I have a string column in parquet which I would like to unnest:
df = df.select([pl.col("parameters").apply(json.loads)]).unnest("parameters")
I assume I need to do something similar to this (which I found in this answer):
fn part_split(row_id_series: Series) -> Result<Option<Series>, PolarsError> {
let x = row_id_series
.u32()
.unwrap()
.into_iter()
.map(|val| Some(val.unwrap()/200_000 as u32))
.collect::<UInt32Chunked>();
Ok(Some(x.into_series()))
}
let o = GetOutput::from_type(DataType::UInt32);
df.with_column(col("row_id").alias("part").apply(part_split, o)).
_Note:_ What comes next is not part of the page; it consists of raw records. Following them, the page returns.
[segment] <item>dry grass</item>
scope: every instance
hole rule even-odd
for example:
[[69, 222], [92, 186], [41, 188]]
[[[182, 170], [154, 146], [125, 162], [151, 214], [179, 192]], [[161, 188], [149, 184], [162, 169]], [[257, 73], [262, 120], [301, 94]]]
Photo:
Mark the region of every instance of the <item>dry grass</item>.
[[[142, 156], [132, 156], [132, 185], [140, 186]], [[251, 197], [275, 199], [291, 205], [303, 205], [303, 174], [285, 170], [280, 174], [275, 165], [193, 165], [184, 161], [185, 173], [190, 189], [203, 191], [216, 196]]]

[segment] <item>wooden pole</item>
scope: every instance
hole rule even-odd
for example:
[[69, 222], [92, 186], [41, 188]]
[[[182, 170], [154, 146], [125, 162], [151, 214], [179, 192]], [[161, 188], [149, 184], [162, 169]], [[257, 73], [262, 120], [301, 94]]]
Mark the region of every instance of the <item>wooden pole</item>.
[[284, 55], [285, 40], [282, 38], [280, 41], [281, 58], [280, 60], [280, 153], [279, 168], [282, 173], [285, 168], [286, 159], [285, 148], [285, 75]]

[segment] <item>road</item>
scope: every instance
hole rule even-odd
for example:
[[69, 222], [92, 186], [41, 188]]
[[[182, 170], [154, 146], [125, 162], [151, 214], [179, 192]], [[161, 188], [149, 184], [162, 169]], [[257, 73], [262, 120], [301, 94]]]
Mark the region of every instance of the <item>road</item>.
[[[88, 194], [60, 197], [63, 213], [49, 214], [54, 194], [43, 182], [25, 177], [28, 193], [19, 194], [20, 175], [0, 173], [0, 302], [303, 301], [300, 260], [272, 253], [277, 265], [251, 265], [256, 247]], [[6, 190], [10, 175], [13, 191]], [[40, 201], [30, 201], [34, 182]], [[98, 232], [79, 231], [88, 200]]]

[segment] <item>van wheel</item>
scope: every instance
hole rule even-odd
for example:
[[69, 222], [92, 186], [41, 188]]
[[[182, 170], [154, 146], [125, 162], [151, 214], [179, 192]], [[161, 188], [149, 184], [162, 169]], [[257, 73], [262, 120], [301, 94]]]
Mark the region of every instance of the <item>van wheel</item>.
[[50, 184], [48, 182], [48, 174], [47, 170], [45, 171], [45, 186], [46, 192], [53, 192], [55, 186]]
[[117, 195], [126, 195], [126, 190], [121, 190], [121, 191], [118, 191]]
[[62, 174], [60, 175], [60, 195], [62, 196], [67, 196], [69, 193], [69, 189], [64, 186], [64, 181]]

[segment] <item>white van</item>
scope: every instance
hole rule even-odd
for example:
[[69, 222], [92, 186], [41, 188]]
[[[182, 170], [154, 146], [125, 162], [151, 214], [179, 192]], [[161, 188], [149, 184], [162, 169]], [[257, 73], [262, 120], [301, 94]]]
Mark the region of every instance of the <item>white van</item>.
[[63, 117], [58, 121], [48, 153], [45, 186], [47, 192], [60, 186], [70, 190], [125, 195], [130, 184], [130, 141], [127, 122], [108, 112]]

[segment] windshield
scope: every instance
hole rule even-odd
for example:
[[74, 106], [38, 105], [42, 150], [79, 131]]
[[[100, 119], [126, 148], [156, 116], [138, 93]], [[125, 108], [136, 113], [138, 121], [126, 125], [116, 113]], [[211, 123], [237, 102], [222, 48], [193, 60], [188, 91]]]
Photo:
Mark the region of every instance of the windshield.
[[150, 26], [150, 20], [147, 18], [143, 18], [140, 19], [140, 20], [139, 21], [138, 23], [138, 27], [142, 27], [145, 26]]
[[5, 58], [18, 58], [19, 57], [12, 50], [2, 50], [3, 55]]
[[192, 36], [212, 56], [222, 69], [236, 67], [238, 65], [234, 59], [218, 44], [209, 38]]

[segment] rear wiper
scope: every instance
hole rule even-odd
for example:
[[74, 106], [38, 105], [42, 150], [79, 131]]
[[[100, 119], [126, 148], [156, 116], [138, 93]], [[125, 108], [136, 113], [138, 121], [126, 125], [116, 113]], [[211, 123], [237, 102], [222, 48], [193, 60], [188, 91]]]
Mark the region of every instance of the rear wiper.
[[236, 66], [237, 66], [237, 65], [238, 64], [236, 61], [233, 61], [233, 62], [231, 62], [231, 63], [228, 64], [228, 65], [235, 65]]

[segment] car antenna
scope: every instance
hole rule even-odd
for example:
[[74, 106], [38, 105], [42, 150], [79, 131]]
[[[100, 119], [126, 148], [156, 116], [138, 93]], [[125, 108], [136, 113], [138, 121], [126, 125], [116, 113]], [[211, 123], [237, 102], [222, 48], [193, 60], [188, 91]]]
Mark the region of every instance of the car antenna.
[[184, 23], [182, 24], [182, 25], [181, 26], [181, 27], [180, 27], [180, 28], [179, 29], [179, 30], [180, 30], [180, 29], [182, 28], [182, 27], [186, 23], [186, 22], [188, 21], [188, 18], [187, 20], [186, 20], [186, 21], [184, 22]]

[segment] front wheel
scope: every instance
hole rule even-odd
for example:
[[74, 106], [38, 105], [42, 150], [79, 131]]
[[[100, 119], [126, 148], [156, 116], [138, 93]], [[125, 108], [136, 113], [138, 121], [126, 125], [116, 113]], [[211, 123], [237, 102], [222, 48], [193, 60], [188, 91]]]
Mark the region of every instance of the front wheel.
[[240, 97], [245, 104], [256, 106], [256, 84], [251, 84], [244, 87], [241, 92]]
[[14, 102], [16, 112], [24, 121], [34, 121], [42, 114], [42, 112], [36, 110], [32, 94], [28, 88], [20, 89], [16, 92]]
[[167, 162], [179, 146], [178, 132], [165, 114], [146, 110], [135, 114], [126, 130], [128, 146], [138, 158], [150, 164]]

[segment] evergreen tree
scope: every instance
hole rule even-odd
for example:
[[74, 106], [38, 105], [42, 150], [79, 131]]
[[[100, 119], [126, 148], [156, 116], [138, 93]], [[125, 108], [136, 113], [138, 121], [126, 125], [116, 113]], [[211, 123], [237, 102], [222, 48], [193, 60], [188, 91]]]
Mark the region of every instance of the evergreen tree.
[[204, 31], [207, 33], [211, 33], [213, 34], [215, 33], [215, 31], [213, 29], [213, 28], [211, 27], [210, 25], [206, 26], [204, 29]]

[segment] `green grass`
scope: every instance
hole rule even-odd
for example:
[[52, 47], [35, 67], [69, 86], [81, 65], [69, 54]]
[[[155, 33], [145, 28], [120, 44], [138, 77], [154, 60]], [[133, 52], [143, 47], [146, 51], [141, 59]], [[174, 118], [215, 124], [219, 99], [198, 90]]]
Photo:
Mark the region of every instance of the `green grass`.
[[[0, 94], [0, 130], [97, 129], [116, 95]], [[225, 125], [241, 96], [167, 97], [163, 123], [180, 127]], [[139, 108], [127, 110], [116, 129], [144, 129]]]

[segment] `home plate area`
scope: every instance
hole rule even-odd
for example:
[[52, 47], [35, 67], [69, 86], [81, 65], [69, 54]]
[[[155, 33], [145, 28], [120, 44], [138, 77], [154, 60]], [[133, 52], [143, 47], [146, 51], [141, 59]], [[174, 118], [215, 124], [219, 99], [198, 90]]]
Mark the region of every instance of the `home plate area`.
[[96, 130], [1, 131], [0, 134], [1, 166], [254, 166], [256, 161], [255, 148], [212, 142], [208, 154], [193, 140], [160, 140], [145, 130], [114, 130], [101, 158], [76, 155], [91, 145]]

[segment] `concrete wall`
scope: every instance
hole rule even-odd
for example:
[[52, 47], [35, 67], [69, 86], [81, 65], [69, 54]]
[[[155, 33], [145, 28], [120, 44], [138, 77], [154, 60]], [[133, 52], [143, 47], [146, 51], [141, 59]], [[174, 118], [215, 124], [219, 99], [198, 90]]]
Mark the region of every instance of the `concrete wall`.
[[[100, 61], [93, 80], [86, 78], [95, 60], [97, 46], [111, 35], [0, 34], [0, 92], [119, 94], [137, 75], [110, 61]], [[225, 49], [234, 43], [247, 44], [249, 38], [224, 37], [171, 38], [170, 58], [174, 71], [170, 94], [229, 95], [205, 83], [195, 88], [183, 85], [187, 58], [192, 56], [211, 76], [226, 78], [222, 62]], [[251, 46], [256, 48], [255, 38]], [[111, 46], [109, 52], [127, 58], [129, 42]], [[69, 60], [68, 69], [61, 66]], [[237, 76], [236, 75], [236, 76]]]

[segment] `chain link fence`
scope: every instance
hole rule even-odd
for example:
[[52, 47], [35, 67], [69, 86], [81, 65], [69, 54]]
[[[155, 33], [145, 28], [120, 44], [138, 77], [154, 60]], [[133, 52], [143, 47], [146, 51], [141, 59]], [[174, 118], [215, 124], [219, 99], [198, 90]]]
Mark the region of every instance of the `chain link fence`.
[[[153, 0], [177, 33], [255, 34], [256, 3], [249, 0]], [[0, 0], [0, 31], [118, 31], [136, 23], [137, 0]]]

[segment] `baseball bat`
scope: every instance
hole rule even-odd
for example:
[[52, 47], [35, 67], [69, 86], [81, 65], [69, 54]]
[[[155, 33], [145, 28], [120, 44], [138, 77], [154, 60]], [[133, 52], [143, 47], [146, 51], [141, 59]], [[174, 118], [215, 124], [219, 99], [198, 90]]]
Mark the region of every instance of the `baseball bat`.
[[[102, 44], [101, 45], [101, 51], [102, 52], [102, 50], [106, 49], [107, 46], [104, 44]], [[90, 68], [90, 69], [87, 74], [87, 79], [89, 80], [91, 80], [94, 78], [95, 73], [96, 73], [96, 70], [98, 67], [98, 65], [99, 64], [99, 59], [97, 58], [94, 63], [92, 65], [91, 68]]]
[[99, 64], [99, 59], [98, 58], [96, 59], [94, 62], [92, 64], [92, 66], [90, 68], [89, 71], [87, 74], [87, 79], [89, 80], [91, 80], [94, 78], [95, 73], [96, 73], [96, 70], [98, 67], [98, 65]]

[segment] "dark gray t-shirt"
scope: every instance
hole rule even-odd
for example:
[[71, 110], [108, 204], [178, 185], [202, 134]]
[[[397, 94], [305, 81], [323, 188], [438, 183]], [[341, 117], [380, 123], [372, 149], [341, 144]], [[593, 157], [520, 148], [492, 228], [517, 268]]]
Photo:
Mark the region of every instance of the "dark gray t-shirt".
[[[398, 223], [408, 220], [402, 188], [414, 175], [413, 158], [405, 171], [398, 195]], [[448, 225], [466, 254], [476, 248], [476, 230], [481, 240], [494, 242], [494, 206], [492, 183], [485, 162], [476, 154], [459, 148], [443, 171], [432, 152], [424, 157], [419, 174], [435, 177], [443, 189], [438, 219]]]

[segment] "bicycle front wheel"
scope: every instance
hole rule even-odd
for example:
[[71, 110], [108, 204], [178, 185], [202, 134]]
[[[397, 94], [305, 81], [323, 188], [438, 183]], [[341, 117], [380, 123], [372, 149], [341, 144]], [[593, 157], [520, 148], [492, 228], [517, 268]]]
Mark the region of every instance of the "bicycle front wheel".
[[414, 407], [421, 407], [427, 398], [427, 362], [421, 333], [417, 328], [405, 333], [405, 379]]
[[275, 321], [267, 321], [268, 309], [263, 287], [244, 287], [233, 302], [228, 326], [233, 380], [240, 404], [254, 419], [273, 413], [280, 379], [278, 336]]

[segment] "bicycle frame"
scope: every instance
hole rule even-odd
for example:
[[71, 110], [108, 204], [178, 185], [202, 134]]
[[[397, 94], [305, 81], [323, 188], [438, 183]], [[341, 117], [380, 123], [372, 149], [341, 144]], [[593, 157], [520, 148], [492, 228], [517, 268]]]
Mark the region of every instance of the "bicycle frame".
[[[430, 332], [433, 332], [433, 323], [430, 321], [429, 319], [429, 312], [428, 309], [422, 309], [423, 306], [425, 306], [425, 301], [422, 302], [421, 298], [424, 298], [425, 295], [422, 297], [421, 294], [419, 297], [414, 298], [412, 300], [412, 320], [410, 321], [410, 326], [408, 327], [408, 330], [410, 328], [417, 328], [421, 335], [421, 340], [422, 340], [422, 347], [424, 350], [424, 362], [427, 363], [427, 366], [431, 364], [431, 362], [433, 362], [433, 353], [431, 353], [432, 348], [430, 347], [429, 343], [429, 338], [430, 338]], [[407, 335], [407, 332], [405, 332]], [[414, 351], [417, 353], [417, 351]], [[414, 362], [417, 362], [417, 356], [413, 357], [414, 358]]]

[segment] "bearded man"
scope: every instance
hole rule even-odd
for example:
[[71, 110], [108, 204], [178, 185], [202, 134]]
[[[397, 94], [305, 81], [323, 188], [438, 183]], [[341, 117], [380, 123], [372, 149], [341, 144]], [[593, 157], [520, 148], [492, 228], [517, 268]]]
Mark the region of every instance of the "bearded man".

However I cannot figure out what the type of the collect should be. The return should be a struct but I cannot fill in the blanks between serde_json
parsing to Struct.
fn unjsonify(json_fields: Series) -> Result<Option<Series>, PolarsError> {
let x = json_fields
.utf8()
.unwrap()
.into_iter()
.map(|s| serde_json::from_str(s)) //???????
.collect::<?????>();
Ok(Some(x.into_series()))
}
o = GetOutput::from_type(DataType::?????);
df.with_column(col("parameters").apply(unjsonify, o)).unnest("parameters").